I am trying to write a SQL query where I check string values in a column and if the column contains names that are in the name_list that have a hyphen before or after the target name, I want to flag these as -1. (ie. "John-Brown" or "Brown-John" would be flagged as -1).
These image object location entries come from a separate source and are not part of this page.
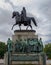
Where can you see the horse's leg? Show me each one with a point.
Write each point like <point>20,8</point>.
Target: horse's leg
<point>13,26</point>
<point>31,27</point>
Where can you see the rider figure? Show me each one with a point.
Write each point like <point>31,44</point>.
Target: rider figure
<point>23,14</point>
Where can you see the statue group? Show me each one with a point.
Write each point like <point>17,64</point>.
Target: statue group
<point>23,19</point>
<point>27,48</point>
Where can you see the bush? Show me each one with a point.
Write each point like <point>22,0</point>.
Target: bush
<point>47,50</point>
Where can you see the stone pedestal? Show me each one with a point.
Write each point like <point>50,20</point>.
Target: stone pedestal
<point>24,34</point>
<point>22,57</point>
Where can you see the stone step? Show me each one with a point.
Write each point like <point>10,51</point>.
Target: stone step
<point>25,63</point>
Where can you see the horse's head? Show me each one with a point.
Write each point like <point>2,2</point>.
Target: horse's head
<point>13,14</point>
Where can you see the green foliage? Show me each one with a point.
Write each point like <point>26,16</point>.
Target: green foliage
<point>2,49</point>
<point>47,50</point>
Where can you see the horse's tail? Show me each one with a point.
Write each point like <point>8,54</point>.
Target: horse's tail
<point>34,21</point>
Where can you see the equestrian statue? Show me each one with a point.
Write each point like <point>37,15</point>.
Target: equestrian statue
<point>23,19</point>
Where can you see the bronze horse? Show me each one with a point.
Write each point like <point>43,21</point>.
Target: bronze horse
<point>19,20</point>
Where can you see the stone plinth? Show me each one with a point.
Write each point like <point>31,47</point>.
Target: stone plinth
<point>24,34</point>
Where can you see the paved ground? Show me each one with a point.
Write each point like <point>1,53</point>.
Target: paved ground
<point>2,62</point>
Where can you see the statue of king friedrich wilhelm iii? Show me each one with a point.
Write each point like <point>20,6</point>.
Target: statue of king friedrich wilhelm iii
<point>23,19</point>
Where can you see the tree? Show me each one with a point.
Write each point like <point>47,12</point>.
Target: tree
<point>47,50</point>
<point>2,49</point>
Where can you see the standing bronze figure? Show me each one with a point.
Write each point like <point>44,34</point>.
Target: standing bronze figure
<point>23,19</point>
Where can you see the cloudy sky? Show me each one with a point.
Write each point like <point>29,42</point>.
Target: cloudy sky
<point>39,9</point>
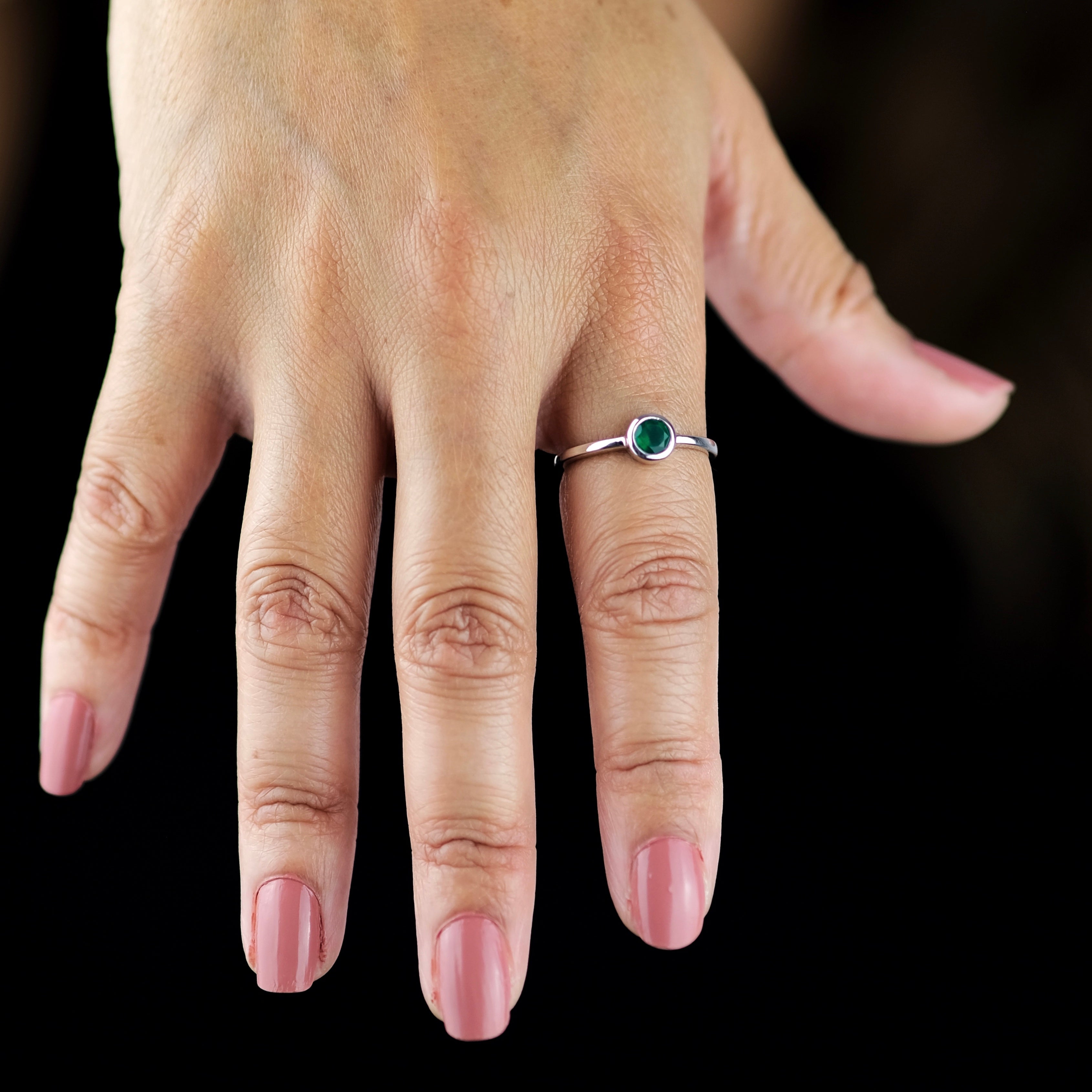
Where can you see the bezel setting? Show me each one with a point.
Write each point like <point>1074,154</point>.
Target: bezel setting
<point>643,456</point>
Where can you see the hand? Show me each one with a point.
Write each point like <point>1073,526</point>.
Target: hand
<point>434,237</point>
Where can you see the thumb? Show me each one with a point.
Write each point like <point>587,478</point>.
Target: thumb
<point>780,277</point>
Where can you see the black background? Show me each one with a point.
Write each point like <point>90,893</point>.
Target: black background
<point>898,885</point>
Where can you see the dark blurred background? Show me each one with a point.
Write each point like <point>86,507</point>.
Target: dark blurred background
<point>907,633</point>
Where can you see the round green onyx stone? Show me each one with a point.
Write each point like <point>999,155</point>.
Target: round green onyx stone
<point>652,436</point>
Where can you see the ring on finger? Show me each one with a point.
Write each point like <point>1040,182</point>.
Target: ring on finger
<point>649,439</point>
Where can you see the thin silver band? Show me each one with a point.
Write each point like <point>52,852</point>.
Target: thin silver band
<point>628,444</point>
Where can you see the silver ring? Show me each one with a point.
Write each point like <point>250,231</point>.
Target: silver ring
<point>648,439</point>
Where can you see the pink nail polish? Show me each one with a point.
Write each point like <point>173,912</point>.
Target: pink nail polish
<point>288,935</point>
<point>473,981</point>
<point>962,372</point>
<point>669,892</point>
<point>67,733</point>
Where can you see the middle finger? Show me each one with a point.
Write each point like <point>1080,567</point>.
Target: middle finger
<point>465,608</point>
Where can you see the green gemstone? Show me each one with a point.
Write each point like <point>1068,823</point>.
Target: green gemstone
<point>652,436</point>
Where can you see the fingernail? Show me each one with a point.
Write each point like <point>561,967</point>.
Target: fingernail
<point>962,372</point>
<point>66,744</point>
<point>669,892</point>
<point>288,934</point>
<point>473,980</point>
If the name exists at all, but is not hyphenated, then we will return a 1 flag (ie. "Johnny Appleseed" would be flagged as 1) and lastly if the name is not in the column, then we will return a 0.
WITH name_list AS (
SELECT STRING_AGG(name, '|') AS name_pattern
FROM UNNEST(['John', 'David', 'Alice', 'Michael']) AS name
)
SELECT
t.id,
t.column_to_check,
CASE
-- Case 1: Word is preceded or followed by a hyphen → return -1
WHEN REGEXP_CONTAINS(t.column_to_check, r'[-](' || nl.name_pattern || r')[-]') THEN -1
-- Case 2: Word exists anywhere (unless hyphenated) → return 1
WHEN REGEXP_CONTAINS(t.column_to_check, nl.name_pattern) THEN 1
ELSE 0
END AS flag
FROM table_name t
JOIN name_list nl ON TRUE;
This should work, however, with the real data that I am working with, I have 95 different names that I am checking and millions of rows of data, and I am getting the error:
Cannot parse regular expression: pattern too large - compile failed.
Does anyone know of another, efficient way to do this?